Officials say the residents are “settled and the site well-managed” and believe a sixmonth extension before enforcement would “allow more time for a solution to be found which avoids the need for direct action”.
Hundreds of Travellers are likely to be given at least a six-month extension to their occupation of an unauthorised site in the Mearns.
Just weeks before the end of the July date set by Scottish ministers for residents to get off the North Esk Park site, which sprang up without planning permission almost five years ago, Aberdeenshire councillors will this week be asked to delay the eviction to avoid the authority having to take “direct action”.
Kincardine and Mearns area manager Willie Munro has detailed ongoing talks with the Travellers, as well as efforts to identify possible alternative sites, but admits there is no way the July 31 deadline for departure will be met.
The Travellers appeared on farmland close to the River North Esk and St Cyrus nature reserve in 2013. After refusing planning permission and instigating enforcement, Aberdeenshire councillors voted to grant permission for the creation of an official halting and touring site in April 2016.

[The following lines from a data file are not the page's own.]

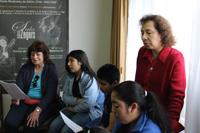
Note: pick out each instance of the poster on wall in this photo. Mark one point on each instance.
(22, 22)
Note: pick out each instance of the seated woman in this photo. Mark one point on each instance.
(137, 111)
(81, 94)
(38, 79)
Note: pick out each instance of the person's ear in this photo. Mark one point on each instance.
(132, 107)
(114, 83)
(80, 63)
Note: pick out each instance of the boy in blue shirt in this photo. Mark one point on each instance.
(108, 76)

However, the application was called in when Sepa objected because the site had flooded on a number of occasions, including in the aftermath of Storm Frank in 2015, which forced residents from their caravans.

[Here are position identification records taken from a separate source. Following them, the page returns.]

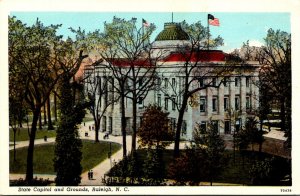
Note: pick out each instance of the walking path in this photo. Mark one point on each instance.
(98, 170)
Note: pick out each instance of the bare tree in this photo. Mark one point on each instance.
(193, 71)
(275, 73)
(98, 90)
(38, 54)
(127, 57)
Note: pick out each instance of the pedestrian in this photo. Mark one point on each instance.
(92, 174)
(89, 174)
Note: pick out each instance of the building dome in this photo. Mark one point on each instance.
(172, 31)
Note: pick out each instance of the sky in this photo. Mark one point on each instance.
(235, 28)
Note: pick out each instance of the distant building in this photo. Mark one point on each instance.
(227, 106)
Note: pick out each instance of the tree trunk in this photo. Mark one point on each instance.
(50, 126)
(134, 113)
(179, 124)
(282, 113)
(55, 107)
(14, 130)
(29, 171)
(260, 143)
(40, 121)
(123, 123)
(97, 127)
(45, 115)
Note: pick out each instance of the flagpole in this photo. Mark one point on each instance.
(207, 33)
(143, 33)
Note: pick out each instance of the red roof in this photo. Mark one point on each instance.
(203, 56)
(127, 62)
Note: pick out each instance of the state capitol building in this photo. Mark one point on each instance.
(227, 105)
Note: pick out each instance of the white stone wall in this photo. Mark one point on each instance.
(193, 115)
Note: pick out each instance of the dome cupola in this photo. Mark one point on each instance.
(172, 31)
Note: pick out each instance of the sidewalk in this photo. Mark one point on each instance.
(100, 169)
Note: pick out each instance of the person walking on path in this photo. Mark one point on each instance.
(89, 174)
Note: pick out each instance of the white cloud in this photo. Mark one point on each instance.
(255, 43)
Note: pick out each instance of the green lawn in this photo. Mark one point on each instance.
(22, 134)
(93, 154)
(236, 171)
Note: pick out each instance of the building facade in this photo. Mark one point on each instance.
(226, 99)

Scottish ministers then overturned the retrospective planning permission and the Travellers were given until July 31 2018 to leave.
Thursday’s full council will be told a series of meetings has taken place between officers and North Esk representatives, with indications there are around 40 residents on permanent plots and usually 50 to 150 in the stop-over part of the site.
Mr Munro’s report states: “In terms of the identification of a new site, the original promoter of the site said that it would need to be located in an area within the southern Mearns, no further north than Laurencekirk or Inverbervie.”
The report reveals that 16 potential new sites have been looked at, with only four identified as possible alternatives.
“These sites are the subject of a report to the Gypsy/traveller sub-committee at its next meeting.
“It is worth nothing that although the sites are within council ownership, there is no budget provision for the promotion of a Gypsy/traveller site at the moment,” states the report.